Aquiles era su gato. Lo adoptaron por imperativo familiar, y le tocó a él criarlo en exclusiva, con todos sus mordiscos y arañazos. Y pese a todo, se encariñaron, porque Aquiles era independiente y un poco huraño, pero también era fiel y leal. Y, sobre todo, tenía un sexto sentido para detectar estados de ánimo.
Por eso, cuando las cosas se pusieron feas de verdad, era Aquiles quien le buscaba, quien le apoyaba, quien le consolaba. Era su seguro, su incondicional, su paz.

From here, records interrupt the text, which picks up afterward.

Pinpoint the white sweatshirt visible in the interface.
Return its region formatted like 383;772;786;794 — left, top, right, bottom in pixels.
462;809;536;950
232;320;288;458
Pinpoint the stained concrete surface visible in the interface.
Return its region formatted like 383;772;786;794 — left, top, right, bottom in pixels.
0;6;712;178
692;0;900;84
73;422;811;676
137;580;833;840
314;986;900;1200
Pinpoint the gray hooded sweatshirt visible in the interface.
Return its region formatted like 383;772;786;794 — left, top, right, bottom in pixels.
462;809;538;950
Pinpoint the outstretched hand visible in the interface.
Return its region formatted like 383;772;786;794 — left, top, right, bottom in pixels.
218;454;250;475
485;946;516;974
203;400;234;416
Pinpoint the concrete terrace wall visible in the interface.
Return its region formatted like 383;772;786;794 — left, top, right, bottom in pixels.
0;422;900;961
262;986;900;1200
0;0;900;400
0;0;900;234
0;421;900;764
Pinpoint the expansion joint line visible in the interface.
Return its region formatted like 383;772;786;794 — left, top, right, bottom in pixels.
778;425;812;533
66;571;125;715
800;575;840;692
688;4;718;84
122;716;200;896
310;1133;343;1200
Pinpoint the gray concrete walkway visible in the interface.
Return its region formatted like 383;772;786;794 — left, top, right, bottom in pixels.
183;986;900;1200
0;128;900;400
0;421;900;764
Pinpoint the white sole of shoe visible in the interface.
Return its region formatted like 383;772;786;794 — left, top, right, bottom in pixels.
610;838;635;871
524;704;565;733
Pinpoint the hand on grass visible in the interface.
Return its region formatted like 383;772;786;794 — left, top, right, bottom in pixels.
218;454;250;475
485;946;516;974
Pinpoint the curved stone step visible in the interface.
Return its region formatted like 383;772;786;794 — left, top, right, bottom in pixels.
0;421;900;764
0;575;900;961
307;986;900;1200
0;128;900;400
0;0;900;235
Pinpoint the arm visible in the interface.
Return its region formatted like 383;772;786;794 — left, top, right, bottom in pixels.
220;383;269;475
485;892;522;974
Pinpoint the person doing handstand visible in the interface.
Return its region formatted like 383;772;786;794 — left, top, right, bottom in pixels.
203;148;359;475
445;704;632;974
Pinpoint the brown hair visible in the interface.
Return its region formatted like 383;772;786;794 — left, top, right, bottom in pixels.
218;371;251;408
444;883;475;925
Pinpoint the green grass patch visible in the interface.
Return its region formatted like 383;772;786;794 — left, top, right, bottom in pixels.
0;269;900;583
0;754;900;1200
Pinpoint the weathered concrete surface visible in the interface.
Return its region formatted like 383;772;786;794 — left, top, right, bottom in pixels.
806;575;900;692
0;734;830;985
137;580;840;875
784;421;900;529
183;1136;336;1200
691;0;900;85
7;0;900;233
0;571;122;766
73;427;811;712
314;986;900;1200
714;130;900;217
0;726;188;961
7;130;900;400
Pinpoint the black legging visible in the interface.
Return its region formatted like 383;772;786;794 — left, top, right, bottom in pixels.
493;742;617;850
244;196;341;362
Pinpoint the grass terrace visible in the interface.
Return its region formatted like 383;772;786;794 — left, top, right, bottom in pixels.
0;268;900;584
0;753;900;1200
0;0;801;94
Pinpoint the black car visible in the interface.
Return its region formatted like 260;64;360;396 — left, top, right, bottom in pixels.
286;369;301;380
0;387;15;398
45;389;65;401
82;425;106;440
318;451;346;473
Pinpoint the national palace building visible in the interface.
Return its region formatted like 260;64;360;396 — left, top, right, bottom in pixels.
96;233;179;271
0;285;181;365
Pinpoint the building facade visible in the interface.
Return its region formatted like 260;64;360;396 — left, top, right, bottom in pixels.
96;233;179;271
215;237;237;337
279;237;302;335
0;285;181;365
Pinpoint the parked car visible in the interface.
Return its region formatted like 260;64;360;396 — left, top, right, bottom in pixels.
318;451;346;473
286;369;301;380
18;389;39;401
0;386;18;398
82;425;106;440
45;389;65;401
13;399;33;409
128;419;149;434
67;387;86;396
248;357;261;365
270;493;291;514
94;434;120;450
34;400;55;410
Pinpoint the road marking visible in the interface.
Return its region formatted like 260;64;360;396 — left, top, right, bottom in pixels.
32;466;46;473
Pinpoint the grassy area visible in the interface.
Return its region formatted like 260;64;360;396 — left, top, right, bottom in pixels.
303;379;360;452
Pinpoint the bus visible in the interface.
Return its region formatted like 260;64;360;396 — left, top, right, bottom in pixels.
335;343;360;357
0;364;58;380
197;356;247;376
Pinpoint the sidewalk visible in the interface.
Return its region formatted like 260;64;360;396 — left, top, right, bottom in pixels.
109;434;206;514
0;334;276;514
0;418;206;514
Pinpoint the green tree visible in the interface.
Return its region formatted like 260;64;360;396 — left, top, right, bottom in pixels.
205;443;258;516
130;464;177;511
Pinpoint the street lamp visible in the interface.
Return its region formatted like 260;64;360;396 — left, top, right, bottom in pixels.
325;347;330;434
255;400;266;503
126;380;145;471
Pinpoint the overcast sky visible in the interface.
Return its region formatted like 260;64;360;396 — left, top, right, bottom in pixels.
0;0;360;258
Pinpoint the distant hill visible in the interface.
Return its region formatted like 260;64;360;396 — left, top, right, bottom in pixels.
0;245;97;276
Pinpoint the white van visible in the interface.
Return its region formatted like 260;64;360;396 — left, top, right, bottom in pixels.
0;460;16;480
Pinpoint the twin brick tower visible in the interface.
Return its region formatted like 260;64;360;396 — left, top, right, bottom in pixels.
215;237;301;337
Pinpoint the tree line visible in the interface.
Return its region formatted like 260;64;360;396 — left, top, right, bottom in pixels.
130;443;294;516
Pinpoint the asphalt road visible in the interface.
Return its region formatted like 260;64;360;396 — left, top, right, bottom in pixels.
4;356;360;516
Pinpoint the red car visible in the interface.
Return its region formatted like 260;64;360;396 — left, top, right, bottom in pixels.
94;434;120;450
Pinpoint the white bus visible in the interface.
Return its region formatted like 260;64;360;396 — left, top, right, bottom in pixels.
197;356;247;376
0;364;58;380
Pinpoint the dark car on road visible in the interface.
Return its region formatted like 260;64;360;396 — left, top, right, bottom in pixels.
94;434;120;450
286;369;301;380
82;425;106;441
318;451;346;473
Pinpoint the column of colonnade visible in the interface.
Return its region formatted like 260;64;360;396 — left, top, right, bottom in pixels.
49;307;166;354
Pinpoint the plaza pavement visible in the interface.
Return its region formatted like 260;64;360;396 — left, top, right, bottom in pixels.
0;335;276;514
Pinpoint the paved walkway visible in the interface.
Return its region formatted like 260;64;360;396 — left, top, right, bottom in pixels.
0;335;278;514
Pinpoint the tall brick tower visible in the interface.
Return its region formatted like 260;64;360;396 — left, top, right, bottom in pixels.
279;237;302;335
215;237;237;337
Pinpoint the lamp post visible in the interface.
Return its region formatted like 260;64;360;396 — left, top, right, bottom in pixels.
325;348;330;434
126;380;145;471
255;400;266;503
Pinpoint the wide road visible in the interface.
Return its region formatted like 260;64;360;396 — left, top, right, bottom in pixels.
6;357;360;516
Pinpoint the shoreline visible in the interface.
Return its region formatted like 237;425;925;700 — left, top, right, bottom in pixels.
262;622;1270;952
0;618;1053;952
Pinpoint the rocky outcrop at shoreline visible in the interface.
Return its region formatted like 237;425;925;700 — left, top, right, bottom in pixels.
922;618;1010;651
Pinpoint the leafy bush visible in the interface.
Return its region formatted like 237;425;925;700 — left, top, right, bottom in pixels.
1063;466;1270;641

Nunca dejó de atender su llamada, nunca rehuyó su contacto, ni siquiera tras el año de separación en el apenas se veían unas pocas veces al mes. Aquiles siempre venía, siempre frotaba su cara, siempre se acurrucaba en su regazo. Siempre.
Pero Aquiles se fue aquella noche, de repente. Y con Aquiles, se fue el único seguro, el único refugio, el único vínculo con los viejos tiempos, el último resto de bondad y de cariño auténtico que le quedaba, dejando un vacío inconmensurable en sus entrañas.
Aquiles era su gato, pero fue mucho más que un gato: era Aquiles.